Ta-Nehisi Coates wrote this piece giving a historical argument for reparations. He views it as a moral argument to correct a wrong. He doesn’t indicate what form reparations should take but points to Conyers’s bill, now called HR 40, the Commission to Study Reparation Proposals for African Americans Act, as a place to start. Conyer introduces the bill every year but he doesn’t have the backing to make it go anywhere.
http://www.theatlantic.com/features/archive/2014/05/the-case-for-reparations/361631/
The Mises Institute published a piece by Robert P. Murphy titled “Reparations for US Slavery? ” in response to Coates piece.

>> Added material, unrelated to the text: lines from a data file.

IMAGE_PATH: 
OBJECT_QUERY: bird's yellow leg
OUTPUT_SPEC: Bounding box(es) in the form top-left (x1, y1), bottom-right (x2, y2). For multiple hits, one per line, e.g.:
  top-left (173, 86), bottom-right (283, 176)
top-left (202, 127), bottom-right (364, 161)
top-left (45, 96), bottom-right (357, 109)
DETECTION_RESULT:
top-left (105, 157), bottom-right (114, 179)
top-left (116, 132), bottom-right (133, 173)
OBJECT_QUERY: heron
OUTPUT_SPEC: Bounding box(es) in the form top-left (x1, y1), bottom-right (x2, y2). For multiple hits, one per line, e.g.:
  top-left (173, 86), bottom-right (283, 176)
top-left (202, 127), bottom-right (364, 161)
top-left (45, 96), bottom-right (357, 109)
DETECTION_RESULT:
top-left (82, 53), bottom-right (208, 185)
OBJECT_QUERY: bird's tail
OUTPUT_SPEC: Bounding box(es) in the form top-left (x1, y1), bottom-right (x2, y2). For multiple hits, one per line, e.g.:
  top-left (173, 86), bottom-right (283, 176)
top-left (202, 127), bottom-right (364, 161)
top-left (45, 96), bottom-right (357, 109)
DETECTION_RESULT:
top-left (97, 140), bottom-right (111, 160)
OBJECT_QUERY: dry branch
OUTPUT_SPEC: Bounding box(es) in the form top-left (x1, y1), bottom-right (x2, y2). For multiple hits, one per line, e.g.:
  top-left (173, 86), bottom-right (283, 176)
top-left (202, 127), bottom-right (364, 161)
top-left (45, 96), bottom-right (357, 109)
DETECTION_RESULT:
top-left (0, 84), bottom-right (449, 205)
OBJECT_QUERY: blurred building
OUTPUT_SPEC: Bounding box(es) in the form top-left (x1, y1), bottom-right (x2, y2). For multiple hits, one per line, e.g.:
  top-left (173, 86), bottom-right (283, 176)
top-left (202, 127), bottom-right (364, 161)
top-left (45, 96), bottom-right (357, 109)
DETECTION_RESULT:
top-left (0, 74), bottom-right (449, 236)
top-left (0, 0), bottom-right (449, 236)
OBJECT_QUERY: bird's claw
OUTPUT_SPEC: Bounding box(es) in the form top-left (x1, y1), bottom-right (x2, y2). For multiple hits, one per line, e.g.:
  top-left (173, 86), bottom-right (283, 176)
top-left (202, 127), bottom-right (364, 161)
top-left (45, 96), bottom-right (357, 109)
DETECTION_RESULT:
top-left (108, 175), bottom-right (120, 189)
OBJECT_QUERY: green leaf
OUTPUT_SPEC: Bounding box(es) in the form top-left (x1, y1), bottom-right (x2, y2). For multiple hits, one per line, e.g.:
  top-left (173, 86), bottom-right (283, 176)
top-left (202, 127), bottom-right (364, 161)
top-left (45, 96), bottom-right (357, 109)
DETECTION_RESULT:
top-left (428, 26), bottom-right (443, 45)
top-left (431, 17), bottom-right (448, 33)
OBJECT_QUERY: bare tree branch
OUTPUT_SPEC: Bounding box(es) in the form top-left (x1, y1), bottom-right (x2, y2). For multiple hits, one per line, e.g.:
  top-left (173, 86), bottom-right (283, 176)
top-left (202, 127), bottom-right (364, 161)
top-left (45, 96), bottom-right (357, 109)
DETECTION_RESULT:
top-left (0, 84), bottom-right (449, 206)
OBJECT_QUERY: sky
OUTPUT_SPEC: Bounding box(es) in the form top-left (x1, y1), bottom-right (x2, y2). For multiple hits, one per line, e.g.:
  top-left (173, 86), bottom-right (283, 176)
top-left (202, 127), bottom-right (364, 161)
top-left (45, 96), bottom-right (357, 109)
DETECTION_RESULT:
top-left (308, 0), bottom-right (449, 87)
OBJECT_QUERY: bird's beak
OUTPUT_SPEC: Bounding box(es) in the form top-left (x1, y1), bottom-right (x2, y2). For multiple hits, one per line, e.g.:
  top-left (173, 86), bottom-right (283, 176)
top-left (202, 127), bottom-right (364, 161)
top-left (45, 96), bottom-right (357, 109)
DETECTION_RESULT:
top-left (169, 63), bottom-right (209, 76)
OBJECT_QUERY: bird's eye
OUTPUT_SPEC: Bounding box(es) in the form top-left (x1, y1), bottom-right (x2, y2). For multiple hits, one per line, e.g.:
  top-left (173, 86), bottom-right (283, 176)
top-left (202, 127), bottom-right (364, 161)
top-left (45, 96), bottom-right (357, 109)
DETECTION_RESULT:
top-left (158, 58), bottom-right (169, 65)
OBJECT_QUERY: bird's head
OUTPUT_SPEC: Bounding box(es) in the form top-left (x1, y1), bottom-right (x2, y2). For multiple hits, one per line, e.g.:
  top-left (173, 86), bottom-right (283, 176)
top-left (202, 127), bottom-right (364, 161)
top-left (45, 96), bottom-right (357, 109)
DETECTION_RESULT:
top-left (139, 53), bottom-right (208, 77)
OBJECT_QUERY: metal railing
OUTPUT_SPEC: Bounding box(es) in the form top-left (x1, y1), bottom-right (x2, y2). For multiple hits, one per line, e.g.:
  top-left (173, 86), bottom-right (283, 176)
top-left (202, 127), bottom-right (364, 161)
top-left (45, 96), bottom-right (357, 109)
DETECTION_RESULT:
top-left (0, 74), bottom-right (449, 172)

Reparations creates a whole bunch of problems like are the descendants of whites obligated to compensate blacks living today for the institutionalized racism within American history. Most people think not.
http://mises.ca/posts/blog/reparations-for-us-slavery/
I think both sides make compelling arguments and think this might be an interesting topic to debate..
Murray Rothbard wrote the following in chapter 11 of “The Ethics of Liberty”:
“It was only the coercion of slave labor that enabled the large plantation system in staple crops to flourish in the South. Without the ability to own and coerce the labor of others, the large plantations—and perhaps much of the tobacco and later the cotton culture—would not have pervaded the South.
“We have indicated above that there was only one possible moral solution for the slave question: immediate and unconditional abolition, with no compensation to the slavemasters. Indeed, any compensation should have been the other way—to repay the oppressed slaves for their lifetime of slavery. A vital part of such necessary compensation would have been to grant the plantation lands not to the slavemaster, who scarcely had valid title to any property, but to the slaves themselves, whose labor, on our “homesteading” principle, was mixed with the soil to develop the plantations. In short, at the very least, elementary libertarian justice required not only the immediate freeing of the slaves, but also the immediate turning over to the slaves, again without compensation to the masters, of the plantation lands on which they had worked and sweated. As it was, the victorious North made the same mistake—though “mistake” is far too charitable a word for an act that preserved the essence of an unjust and oppressive social system—as had Czar Alexander when he freed the Russian serfs in 1861: the bodies of the oppressed were freed, but the property which they had worked and eminently deserved to own, remained in the hands of their former oppressors. With the economic power thus remaining in their hands, the former lords soon found themselves virtual masters once more of what were now free tenants or farm laborers. The serfs and the slaves had tasted freedom, but had been cruelly deprived of its fruits.”
Rothbard was referring to what should have been done at that time but he is also making a moral argument.